Specify a port number - Crawl and Index

Thomas Henry

unread,

Aug 31, 2010, 1:02:56 PM8/31/10

to Google Search Appliance/Google Mini - Google Search Appliance/Google Mini

I read in another forum that the Mini automatically assumes standard
HTTP ports unless you specify otherwise in the Crawl URLs. I have a
folder inside of a Tomcat 5.5 instance that I would like to crawl and
index, and that folder is SSL secured.

When I try and enter the specific port number, and then select Save
URLs to Crawl, the Mini strips the port number from the URL and then
the folder can not be resolved. I.E.:

https://www.mydomain.com:443/googlemini/

I need to be able to specify the port number, is there another way to
do this?

Also, if I do get the Crawl URL to point to the proper port, will the
results of a query have the proper port in their links as well?

Thanks.

JMarkham

unread,

Aug 31, 2010, 1:20:51 PM8/31/10

to Google Search Appliance/Google Mini - Google Search Appliance/Google Mini

The reason :443 is stripped from that particular URL is because it's
redundant. Port 443 is the standard HTTPS port.

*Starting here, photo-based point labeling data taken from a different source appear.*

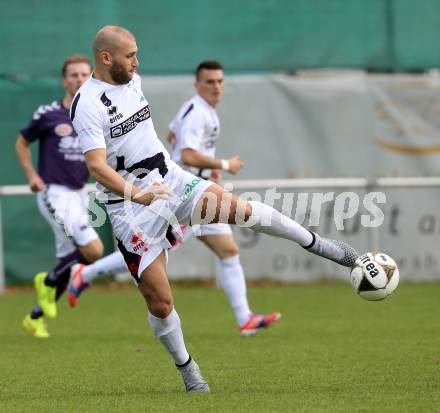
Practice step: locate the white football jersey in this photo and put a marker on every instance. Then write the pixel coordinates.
(197, 127)
(117, 118)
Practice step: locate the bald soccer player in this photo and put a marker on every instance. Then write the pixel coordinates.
(146, 191)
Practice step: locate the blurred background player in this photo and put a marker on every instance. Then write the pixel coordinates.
(193, 134)
(61, 194)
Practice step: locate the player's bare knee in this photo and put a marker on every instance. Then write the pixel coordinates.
(161, 308)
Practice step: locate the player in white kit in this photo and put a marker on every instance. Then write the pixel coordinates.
(194, 133)
(146, 191)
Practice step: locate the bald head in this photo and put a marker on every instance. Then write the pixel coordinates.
(110, 39)
(115, 52)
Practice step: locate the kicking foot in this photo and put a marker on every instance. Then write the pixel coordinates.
(46, 295)
(258, 322)
(36, 327)
(193, 379)
(334, 250)
(76, 285)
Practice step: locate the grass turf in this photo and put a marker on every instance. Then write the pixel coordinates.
(331, 352)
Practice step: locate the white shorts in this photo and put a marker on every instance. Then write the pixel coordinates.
(141, 231)
(66, 212)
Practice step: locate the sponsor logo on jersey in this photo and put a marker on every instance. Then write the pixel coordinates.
(137, 242)
(63, 129)
(129, 124)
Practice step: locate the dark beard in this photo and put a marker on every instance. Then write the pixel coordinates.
(118, 74)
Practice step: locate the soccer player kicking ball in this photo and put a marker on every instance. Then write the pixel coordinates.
(61, 193)
(193, 133)
(147, 191)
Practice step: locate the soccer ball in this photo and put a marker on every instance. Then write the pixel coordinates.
(375, 276)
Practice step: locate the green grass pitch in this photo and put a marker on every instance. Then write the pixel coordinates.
(331, 352)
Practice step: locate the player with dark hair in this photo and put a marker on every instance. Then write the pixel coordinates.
(146, 191)
(61, 193)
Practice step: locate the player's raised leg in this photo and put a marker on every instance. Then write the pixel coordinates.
(165, 323)
(52, 285)
(217, 205)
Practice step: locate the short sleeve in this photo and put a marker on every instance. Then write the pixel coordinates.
(88, 124)
(191, 130)
(32, 131)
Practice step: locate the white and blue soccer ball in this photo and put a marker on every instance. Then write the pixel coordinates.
(375, 276)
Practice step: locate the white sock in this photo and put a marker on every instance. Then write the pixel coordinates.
(269, 221)
(111, 264)
(234, 284)
(169, 333)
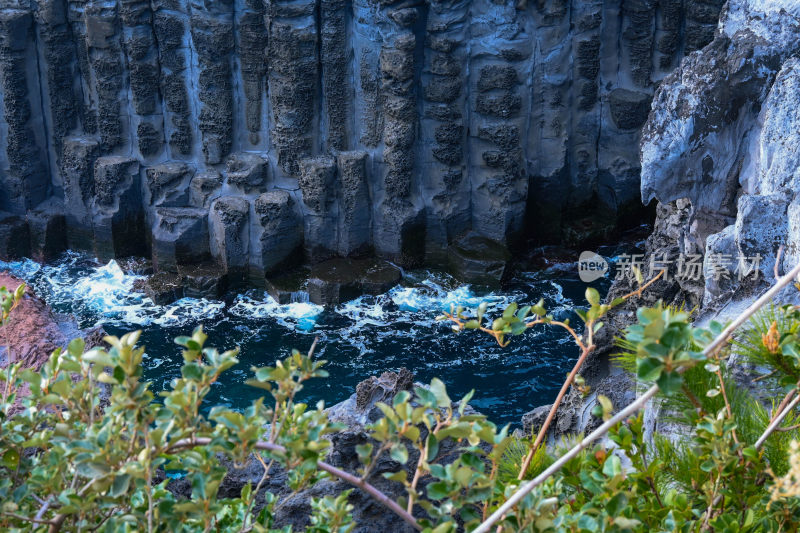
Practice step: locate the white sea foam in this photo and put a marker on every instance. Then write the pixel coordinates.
(299, 315)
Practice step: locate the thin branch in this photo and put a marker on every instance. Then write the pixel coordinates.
(551, 415)
(777, 421)
(639, 403)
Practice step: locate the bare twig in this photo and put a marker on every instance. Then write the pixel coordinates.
(341, 474)
(638, 404)
(551, 415)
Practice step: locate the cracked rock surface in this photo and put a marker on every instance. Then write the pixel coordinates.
(272, 132)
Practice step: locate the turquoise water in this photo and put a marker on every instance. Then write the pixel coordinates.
(360, 338)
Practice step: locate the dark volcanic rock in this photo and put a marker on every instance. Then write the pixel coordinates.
(382, 128)
(478, 260)
(202, 281)
(164, 288)
(338, 280)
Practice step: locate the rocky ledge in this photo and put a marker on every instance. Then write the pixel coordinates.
(259, 134)
(33, 331)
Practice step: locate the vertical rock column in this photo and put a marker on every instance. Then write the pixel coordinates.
(84, 86)
(445, 187)
(58, 53)
(170, 24)
(293, 80)
(318, 185)
(252, 49)
(228, 226)
(627, 69)
(335, 60)
(23, 171)
(106, 60)
(212, 37)
(499, 180)
(77, 172)
(278, 235)
(399, 224)
(118, 219)
(366, 49)
(701, 21)
(549, 126)
(354, 230)
(142, 55)
(668, 32)
(585, 112)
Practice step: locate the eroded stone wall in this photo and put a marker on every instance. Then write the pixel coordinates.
(257, 133)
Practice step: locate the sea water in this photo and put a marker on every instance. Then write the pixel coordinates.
(359, 338)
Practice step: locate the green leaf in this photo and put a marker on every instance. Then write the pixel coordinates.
(592, 296)
(11, 459)
(669, 382)
(399, 453)
(617, 503)
(438, 490)
(120, 485)
(433, 447)
(648, 368)
(400, 476)
(612, 466)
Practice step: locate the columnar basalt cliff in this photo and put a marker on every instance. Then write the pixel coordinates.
(249, 135)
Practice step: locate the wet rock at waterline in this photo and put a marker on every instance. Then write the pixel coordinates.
(338, 280)
(390, 129)
(34, 331)
(478, 259)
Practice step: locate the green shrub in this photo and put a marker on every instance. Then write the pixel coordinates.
(71, 459)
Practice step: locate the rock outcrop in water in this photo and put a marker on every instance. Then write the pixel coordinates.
(254, 134)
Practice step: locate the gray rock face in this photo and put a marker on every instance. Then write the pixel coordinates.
(394, 128)
(478, 259)
(719, 151)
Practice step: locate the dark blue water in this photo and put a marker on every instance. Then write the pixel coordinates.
(360, 338)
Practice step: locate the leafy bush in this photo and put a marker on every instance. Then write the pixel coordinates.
(86, 447)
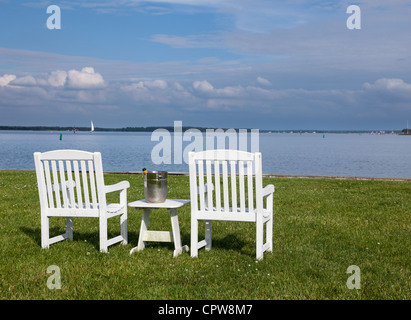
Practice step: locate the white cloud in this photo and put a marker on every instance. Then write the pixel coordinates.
(85, 79)
(203, 86)
(57, 78)
(263, 82)
(6, 79)
(391, 85)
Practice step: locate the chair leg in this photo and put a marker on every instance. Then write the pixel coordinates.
(69, 228)
(103, 234)
(123, 226)
(208, 232)
(260, 238)
(45, 233)
(194, 237)
(270, 233)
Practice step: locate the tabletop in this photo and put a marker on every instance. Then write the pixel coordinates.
(168, 204)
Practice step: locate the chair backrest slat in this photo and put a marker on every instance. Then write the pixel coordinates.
(63, 183)
(250, 185)
(241, 183)
(69, 179)
(225, 187)
(209, 183)
(85, 183)
(92, 183)
(56, 184)
(49, 184)
(234, 175)
(77, 182)
(217, 183)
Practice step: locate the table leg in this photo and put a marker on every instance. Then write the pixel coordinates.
(143, 229)
(176, 233)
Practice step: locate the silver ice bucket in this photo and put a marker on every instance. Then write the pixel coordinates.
(155, 186)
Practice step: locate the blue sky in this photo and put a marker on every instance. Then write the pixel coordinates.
(230, 63)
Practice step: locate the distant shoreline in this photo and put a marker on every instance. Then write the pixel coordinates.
(202, 129)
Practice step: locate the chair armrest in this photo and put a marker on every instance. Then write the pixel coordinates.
(267, 190)
(117, 187)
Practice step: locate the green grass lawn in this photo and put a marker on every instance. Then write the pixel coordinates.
(321, 227)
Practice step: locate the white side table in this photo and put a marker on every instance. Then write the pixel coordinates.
(162, 236)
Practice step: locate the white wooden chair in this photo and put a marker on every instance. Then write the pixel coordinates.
(219, 193)
(71, 184)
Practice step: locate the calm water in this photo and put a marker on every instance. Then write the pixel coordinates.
(307, 154)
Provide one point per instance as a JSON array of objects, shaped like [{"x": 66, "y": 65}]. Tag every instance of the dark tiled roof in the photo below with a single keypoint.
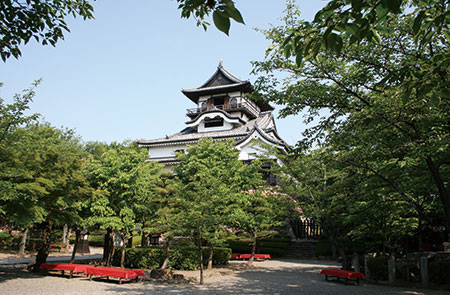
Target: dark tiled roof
[
  {"x": 264, "y": 124},
  {"x": 222, "y": 81},
  {"x": 215, "y": 111}
]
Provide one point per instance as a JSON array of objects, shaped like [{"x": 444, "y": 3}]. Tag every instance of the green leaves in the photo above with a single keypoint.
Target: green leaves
[
  {"x": 222, "y": 12},
  {"x": 221, "y": 21},
  {"x": 42, "y": 20}
]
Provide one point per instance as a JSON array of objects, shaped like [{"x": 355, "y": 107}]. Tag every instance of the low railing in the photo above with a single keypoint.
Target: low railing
[{"x": 251, "y": 108}]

If your server MUST have the port number for some odd reason, then try
eliminating the protocol from your crawl entry, as in www.mydomain.com:443/googlemini/.

Jeff

Dave Watts

unread,

Aug 31, 2010, 1:42:38 PM8/31/10

to google-search-...@googlegroups.com

> I read in another forum that the Mini automatically assumes standard
> HTTP ports unless you specify otherwise in the Crawl URLs. I have a
> folder inside of a Tomcat 5.5 instance that I would like to crawl and
> index, and that folder is SSL secured.
>
> When I try and enter the specific port number, and then select Save
> URLs to Crawl, the Mini strips the port number from the URL and then
> the folder can not be resolved. I.E.:
>
> https://www.mydomain.com:443/googlemini/
>
> I need to be able to specify the port number, is there another way to
> do this?

As Jeff said, TCP/443 is the default port for HTTPS, so you don't have
to mention it. If you're using a non-standard HTTPS port, you should
be able to specify it the same way, though.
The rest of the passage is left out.